As we age, our bodies become weaker. Our skin loses its elasticity, knees become wobbly, and our vision may diminish. All these come naturally with age, it is up to us how we take care of our bodies.
Our vision is one of the most vital among our sensory organs. With our eyes, we can easily navigate and be safe from possible dangers around us.
Blurry vision and difficulty in focusing on nearby objects are symptoms of Presbyopia. The inability to read print or see details in objects close-at-hand are a normal, age-related condition. It usually begins to affect individuals as early as 40 years but can be experienced by younger individuals who have underlying conditions. There is no cure however, surgical interventions are available and can last for a period of time.
Because there is no cure to Presbyopia, people experiencing this may just disregard this condition. Experts say, on an onset of this condition, individuals must get a routine eye exam and have this done regularly. Once you have been diagnosed with Presbyopia, your doctor will give you options on how to treat it and one of the treatments is wearing appropriate glasses.
Multifocal lenses. These eyeglass lenses contain two or more lens power to help you see in all distances. These are usually recommended for individuals who lost their ability to naturally shift the focus of their eyes due to presbyopia and age.
Progressive lenses. If you are over 40, your doctor may require you to wear progressive lenses, which are effective on bringing back your near and far visions. Progressive lenses are no-line multifocal eyeglass lenses that look exactly the same as single vision lenses. The power of progressive lenses changes gradually making it easier to see at any distance.
Bifocal and trifocal lenses. These lenses provide wider lens areas for reading and computer work than progressive lenses. Bifocal lenses have two lens power while trifocal lenses have three. The power of these lenses are divided into segments which are visible and help in reducing the amount of effort in focusing to see objects at a near distance.
Another age-related eye condition is called cataracts. Cataracts are the clouding of the lens and can affect vision on either or both eyes. Most cataracts are related to aging and are very common in older people. It is caused by an advanced stage of presbyopia, and a person suffering this condition may experience frequent changes of prescription eyeglasses or contact lenses. Cataract is an age-related eye disease and is very commonly seen in seniors.
Luckily, modern cataract surgery is extremely safe and so effective that 100 percent of vision lost to cataract formation usually is restored. Your doctor may recommend the following eye procedures to bring back your vision from presbyopia and cataracts.

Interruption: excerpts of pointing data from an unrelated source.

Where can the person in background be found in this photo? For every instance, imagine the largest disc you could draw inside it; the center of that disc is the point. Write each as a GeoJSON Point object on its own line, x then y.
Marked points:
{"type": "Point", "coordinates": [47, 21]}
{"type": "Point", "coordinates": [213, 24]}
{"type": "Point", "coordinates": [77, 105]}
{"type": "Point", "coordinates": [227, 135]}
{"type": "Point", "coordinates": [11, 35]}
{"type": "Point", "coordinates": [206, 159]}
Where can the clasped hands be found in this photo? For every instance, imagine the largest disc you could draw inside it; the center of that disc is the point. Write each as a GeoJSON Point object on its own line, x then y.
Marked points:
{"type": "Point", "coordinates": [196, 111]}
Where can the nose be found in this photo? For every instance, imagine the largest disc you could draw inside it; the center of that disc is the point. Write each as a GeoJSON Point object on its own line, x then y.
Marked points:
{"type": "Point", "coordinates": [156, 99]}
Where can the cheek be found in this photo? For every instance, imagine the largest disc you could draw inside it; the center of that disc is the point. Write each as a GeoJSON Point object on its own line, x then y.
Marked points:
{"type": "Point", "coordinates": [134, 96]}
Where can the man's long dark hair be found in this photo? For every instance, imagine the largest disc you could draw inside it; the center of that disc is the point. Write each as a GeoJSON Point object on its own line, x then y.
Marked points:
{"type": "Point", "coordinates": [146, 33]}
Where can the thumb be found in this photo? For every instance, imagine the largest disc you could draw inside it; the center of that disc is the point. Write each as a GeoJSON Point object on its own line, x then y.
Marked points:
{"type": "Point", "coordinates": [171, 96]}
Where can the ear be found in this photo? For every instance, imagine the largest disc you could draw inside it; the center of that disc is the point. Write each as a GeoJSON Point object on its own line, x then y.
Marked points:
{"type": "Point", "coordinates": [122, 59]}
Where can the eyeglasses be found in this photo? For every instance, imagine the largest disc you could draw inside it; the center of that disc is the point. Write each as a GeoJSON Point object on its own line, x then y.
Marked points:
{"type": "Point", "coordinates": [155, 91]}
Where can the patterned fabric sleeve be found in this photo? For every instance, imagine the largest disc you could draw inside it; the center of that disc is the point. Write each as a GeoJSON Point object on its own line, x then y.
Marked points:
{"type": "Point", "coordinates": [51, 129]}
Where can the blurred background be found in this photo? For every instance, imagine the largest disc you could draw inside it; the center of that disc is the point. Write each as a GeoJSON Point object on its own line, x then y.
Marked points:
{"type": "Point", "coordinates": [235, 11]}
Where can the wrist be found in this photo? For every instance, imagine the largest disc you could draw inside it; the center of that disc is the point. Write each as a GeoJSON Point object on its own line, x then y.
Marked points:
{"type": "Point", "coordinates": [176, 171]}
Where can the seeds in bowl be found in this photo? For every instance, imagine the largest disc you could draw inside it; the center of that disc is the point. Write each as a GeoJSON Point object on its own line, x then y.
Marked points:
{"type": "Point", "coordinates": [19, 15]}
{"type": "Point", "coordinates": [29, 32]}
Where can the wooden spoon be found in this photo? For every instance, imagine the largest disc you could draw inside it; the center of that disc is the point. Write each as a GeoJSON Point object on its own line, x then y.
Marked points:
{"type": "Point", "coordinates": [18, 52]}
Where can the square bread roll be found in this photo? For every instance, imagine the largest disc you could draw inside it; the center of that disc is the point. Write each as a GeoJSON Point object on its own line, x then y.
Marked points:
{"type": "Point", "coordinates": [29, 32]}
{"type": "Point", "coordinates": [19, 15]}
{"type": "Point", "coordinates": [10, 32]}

Corneal Inlays. These are tiny lenses or other optical devices that are inserted into the cornea to improve reading vision. Some of these devices resemble very small contact lenses.
Monovision. Vision correction method for those with presbyopia in which one eye is corrected for near vision and the other for far, either through contact lenses or refractive surgery. Monovision eliminates the need for reading glasses but does have some drawbacks, including decreased depth perception.
Conductive Keratoplasty. Conductive keratoplasty (CK) is a non-laser refractive eye surgery designed to correct mild hyperopia and help people who are middle-aged and older reduce their need for reading glasses after they become presbyopic.
Refractive lens exchange (RLE). Also called lens replacement surgery or clear lens extraction, may be a better option than LASIK, PRK or phakic IOL refractive surgery for people with presbyopia and high hyperopia (farsightedness). Refractive lens exchange (RLE) replaces your eye’s clear natural lens with an artificial intraocular lens (IOL) to correct your refractive error and achieve sharper focus, reducing your need for reading glasses or bifocals.
There are many age-related eye problems. Avoiding or delaying their onset happens by taking good care of our eyes, getting eye exams regularly and eating a healthy diet rich in omega 3 and antioxidants. Wearing prescription eyeglasses can help improve your eye’s health and condition.